Node-red-node-openweathermap 0.2.1 > Insufficient Entropy / severity vulnerability

After installing NR and the flow node-red-node-openweathermap 0.2.1
Node-RED Version: v1.0.3
Node.js Version: v12.16.1
Linux 4.19.79-v7+ arm LE
we got an npm audit error message which we are not able to fix.
What do we need to do?
npm audit fix does not work.

Installation process and error message
npm install node-red-node-openweathermap

npm WARN deprecated cryptiles@3.1.4: This version has been deprecated in accordance with the hapi support policy (hapi.im/support). Please upgrade to the latest version to get the best features, bug fixes, and security patches. If you are unable to upgrade at this time, paid support is available for older versions (hapi.im/commercial).
npm WARN node-red-project@0.0.1 No repository field.
npm WARN node-red-project@0.0.1 No license field.

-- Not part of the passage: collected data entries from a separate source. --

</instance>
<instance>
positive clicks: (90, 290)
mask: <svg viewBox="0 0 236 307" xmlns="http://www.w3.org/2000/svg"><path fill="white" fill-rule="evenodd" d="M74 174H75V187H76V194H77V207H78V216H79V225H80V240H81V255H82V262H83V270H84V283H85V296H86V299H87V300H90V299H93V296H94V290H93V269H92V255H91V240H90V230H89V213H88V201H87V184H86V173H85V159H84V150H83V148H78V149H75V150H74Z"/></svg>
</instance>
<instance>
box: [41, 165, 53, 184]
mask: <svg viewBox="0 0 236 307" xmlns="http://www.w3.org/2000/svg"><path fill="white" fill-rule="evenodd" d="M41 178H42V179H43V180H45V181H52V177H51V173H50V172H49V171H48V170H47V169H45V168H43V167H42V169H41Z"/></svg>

  • node-red-node-openweathermap@0.2.1
    updated 1 package, moved 1 package and audited 1404 packages in 27.849s

1 package is looking for funding
run npm fund for details

found 1 high severity vulnerability
run npm audit fix to fix them, or npm audit for details
sudo npm audit

                   === npm audit security report ===                        
                                                                            
                            Manual Review
        Some vulnerabilities require your attention to resolve
     Visit https://go.npm.me/audit-guide for additional guidance

High │ Insufficient Entropy
Package │ cryptiles
Patched in │ >=4.1.2
Dependency of │ node-red-node-openweathermap
Path │ node-red-node-openweathermap > request > hawk > cryptiles
More info │ https://npmjs.com/advisories/1464
found 1 high severity vulnerability in 1404 scanned packages
1 vulnerability requires manual review. See the full report for details.

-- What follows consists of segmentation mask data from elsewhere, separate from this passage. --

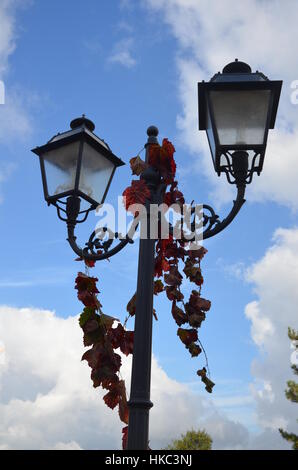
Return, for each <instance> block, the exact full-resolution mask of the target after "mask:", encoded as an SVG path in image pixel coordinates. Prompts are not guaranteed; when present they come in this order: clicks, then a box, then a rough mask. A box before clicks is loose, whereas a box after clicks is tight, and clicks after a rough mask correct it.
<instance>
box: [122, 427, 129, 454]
mask: <svg viewBox="0 0 298 470" xmlns="http://www.w3.org/2000/svg"><path fill="white" fill-rule="evenodd" d="M122 434H123V436H122V449H123V450H125V449H126V447H127V439H128V426H125V428H123V429H122Z"/></svg>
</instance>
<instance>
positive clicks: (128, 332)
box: [120, 331, 134, 356]
mask: <svg viewBox="0 0 298 470" xmlns="http://www.w3.org/2000/svg"><path fill="white" fill-rule="evenodd" d="M133 338H134V332H133V331H125V333H124V337H123V340H122V342H121V343H120V350H121V351H122V352H123V354H125V355H126V356H128V355H129V354H132V353H133Z"/></svg>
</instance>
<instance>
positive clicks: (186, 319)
mask: <svg viewBox="0 0 298 470" xmlns="http://www.w3.org/2000/svg"><path fill="white" fill-rule="evenodd" d="M172 315H173V318H174V320H175V322H176V323H177V325H178V326H181V325H183V324H184V323H186V322H187V315H186V314H185V313H184V312H183V310H182V309H181V308H179V307H177V305H176V303H175V302H173V305H172Z"/></svg>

I think you need to raise an issue - that node is provided by node-red-web-nodes so you can raise the issue there.

The problem is the request node which was deprecated by the author a year ago. The openweathermap node hasn't been updated for 2 years (didn't need to be really).

Looks like the request module will need to be replaced - possibly with the popular axios request library.

Well despite being deprecated their last release is still somewhat newer than the one included in the node so I have bumped that in case it helps for now. Published as v0.2.2

1 Like

Thank you all very much for your fast reply and support!

Now the npm audit report is ok after reinstalling the flow v0.2.2:

npm audit
=== npm audit security report ===
found 0 vulnerabilities

We appreciate very much your help, really a great service!
Thanks guys

This topic was automatically closed 60 days after the last reply. New replies are no longer allowed.